That thought popped into my head while watching “Public Relations.” Early in the episode, Lucille and Lindsay are tossed out of the low-class eatery Klimpy’s for fighting, and the incident is reported by the local news, which smirks that the public is “having a love affair with hating the Bluth family.” If Arrested Development were launching now, I’d bet that element of the story—the man-on-the-street reaction to the Bluths’ troubles—would be more front-and-center.

As it stands, the issue of how the Bluths “play” in the media makes for another stellar episode, completing a four-episode run of excellence that in and of itself would cement Arrested Development’s reputation as one of the all-time greats. (That streak ends soon, but more on that in a moment.) It seems the tarnished Bluth reputation is starting to interfere with the family’s daily lives, as Michael finds out when he tries to get his son into The Milford School—whose motto is that children should be “neither seen nor heard”—and learns that even though the Bluths have been Milford regulars for decades, the new dean would prefer to distance the institution from the Bluth name.

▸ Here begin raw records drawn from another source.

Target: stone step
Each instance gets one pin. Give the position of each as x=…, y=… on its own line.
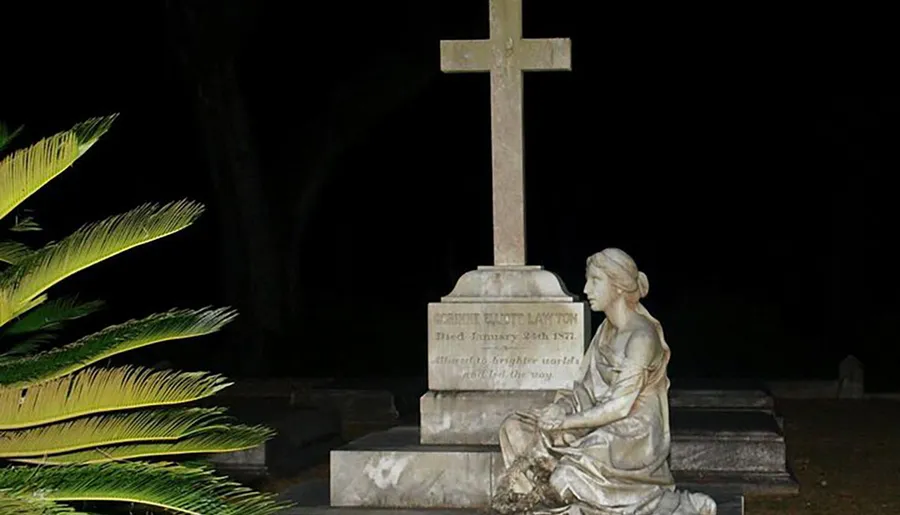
x=312, y=498
x=392, y=469
x=474, y=417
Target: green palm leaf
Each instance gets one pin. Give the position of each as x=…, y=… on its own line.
x=51, y=314
x=113, y=340
x=165, y=485
x=110, y=429
x=234, y=438
x=12, y=251
x=100, y=390
x=22, y=283
x=25, y=171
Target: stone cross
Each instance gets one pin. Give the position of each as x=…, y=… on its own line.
x=507, y=55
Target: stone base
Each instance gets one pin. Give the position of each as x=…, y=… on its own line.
x=311, y=498
x=474, y=418
x=392, y=469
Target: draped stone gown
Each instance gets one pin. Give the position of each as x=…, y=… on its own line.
x=620, y=468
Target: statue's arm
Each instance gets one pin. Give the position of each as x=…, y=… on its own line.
x=566, y=399
x=624, y=391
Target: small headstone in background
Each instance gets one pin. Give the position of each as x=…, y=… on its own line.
x=851, y=381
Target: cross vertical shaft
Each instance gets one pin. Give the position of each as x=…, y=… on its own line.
x=506, y=55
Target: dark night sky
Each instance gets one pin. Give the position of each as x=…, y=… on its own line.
x=760, y=208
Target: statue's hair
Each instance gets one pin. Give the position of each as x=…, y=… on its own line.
x=622, y=272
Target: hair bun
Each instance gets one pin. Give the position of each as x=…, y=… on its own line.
x=643, y=284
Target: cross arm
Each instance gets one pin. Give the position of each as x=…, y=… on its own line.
x=466, y=55
x=545, y=54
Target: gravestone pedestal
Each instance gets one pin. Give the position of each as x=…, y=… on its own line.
x=506, y=339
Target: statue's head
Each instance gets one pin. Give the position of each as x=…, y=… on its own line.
x=611, y=274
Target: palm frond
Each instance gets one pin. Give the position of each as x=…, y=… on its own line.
x=234, y=438
x=12, y=251
x=51, y=314
x=100, y=390
x=25, y=224
x=87, y=246
x=163, y=425
x=192, y=491
x=160, y=327
x=32, y=505
x=25, y=347
x=25, y=171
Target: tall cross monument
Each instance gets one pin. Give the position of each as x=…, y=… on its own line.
x=506, y=55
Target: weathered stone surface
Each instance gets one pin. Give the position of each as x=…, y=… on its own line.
x=383, y=470
x=505, y=346
x=392, y=469
x=721, y=399
x=312, y=498
x=851, y=379
x=505, y=56
x=529, y=283
x=474, y=417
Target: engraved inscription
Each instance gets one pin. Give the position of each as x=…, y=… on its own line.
x=505, y=345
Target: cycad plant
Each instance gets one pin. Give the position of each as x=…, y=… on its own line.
x=72, y=430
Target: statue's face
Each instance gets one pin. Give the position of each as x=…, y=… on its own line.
x=598, y=289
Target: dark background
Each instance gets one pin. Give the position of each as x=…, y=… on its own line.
x=348, y=179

In response to the snub, Michael hires a PR flack named Jessie, whom he met—and has flirted with extensively—at his gym. Jessie comes up with a list of remedies to restore the Bluth name, including telling Lindsay to get a job. (“Why don’t you do your job and just tell everyone we have jobs?” Lindsay suggests.) Unfortunately, one of those remedies backfires when GOB performs a magic show at a retirement home, and loses an old person inside his Aztec Tomb illusion. GOB frantically calls Michael and tells him that he needs Jessie to “spin something for me… murder.”

Making matters worse: the old man GOB lost was Earl Milford, the founder of The Milford School. (“I didn’t know it was him,” GOB insists. “Though he was spectacularly quiet in there.”) The media has a field day with this too, excerpting and continuously replaying the last four words of GOB’s soundbite: “Don’t edit this for your broadcast so that it looks like I said, ‘I killed Earl Milford!’”

It doesn’t help either that Jessie seems less interested in repairing the Bluths’ rep than she does in dating Michael, who’s previously pledged not to get serious with anyone until his son gets through high school. He weakens some under Jessie’s charms, but his loyalty to his son prevails, causing a livid Jessie to plant more negative stories about the Bluths in the paper, and to confront George-Michael with a spiteful, “It’s all your fault, Opie.” (Cue the narrator: “Jessie had gone too far. And she had best watch her mouth.”)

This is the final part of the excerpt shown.